NATO Is Making Sure It Can Stop a Russian Invasion

David Axe

NATO has stood up a new command whose job it is to speed alliance troops and tanks around Europe in order to defend against a Russian invasion.

The new Joint Support and Enabling Command, based in Ulm, Germany, achieved initial operating capability on Sept, 17, 2019, NATO spokesperson Oana Lungescu announced.

The command has its work cut out for it. A recent report revealed just how vulnerable NATO’s eastern flank is to a sudden Russian assault -- and how important armored forces could be in the alliance’s defensive efforts.

Russia keeps around 760 tanks in units within quick striking distance of NATO's Baltic members. NATO countries together keep around 130 tanks in the same region -- and around 90 of those are American M-1s on their temporary rotation.

In 2016 RAND war-gamed a Russian invasion of the Baltics. In RAND's scenario, the Russian forces quickly overrun lightly-armed NATO forces. The Western alliance quickly deploys helicopters and air-mobile troops to confront the Russian advance. But NATO tanks are too slow to arrive.

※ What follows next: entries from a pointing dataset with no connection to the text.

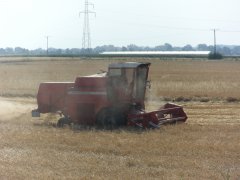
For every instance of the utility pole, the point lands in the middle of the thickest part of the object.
(86, 39)
(47, 37)
(215, 41)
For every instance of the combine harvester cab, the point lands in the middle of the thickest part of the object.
(108, 100)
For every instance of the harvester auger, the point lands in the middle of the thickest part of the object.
(108, 100)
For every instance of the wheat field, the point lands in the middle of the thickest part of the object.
(206, 147)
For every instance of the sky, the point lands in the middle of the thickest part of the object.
(26, 23)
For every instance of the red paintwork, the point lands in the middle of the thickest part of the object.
(82, 100)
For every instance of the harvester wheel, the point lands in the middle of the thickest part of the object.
(106, 119)
(62, 121)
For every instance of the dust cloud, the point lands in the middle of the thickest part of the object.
(11, 108)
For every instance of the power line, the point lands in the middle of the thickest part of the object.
(86, 39)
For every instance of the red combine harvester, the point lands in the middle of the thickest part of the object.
(108, 100)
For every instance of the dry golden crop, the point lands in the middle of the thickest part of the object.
(206, 147)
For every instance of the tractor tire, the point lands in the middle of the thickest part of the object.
(110, 118)
(62, 121)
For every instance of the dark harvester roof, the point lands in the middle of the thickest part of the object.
(127, 65)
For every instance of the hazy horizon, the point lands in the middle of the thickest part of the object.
(120, 23)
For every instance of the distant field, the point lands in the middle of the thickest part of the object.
(206, 147)
(170, 78)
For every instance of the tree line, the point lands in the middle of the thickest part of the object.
(222, 49)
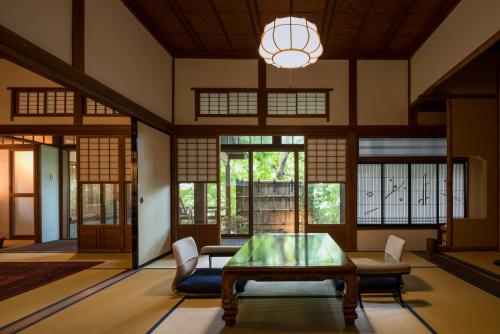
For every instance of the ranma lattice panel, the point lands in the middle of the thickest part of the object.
(197, 159)
(98, 159)
(326, 159)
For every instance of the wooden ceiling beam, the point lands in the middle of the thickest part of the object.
(186, 24)
(400, 18)
(432, 24)
(217, 15)
(255, 27)
(364, 18)
(134, 7)
(328, 23)
(33, 58)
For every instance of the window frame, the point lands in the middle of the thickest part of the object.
(198, 91)
(296, 91)
(409, 161)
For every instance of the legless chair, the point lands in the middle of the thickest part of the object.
(192, 281)
(383, 277)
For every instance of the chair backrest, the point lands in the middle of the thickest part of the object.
(186, 258)
(395, 247)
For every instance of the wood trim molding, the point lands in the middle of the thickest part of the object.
(70, 130)
(353, 92)
(382, 131)
(262, 93)
(33, 58)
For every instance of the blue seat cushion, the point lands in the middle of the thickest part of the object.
(205, 281)
(377, 283)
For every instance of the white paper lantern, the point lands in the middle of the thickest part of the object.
(290, 42)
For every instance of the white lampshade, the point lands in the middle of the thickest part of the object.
(290, 42)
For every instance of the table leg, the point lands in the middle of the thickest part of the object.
(229, 299)
(350, 301)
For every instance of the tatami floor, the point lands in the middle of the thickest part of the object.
(143, 302)
(482, 259)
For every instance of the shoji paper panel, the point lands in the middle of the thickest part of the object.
(98, 159)
(326, 159)
(197, 159)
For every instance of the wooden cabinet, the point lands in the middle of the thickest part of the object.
(102, 239)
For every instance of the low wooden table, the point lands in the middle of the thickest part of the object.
(289, 257)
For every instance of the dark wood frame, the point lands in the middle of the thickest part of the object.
(35, 195)
(413, 161)
(250, 149)
(261, 101)
(198, 91)
(122, 204)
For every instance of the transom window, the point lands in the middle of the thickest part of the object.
(226, 102)
(298, 103)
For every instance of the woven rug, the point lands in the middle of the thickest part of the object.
(19, 277)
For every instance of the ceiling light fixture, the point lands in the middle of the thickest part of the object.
(290, 42)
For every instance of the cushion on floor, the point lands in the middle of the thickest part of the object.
(377, 283)
(205, 280)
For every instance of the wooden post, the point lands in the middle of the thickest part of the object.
(449, 174)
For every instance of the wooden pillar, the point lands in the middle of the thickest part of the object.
(449, 174)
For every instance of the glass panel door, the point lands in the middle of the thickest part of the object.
(273, 192)
(22, 194)
(234, 182)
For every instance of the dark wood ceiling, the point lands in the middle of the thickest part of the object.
(370, 29)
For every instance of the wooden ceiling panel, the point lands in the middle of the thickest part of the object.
(236, 23)
(167, 22)
(348, 28)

"What cannot get there in time are the kinds of armored forces required to engage their Russian counterparts on equal terms, delay their advance, expose them to more-frequent and more-effective attacks from air- and land-based fires and subject them to spoiling counterattacks," RAND explained.

Across NATO there’s no shortage of tanks and other heavy forces. But very few of NATO’s tanks are available on short notice to defend the alliance’s eastern flank. RAND counted just 129 NATO tanks that realistically could participate in a “short-notice Baltic scenario.”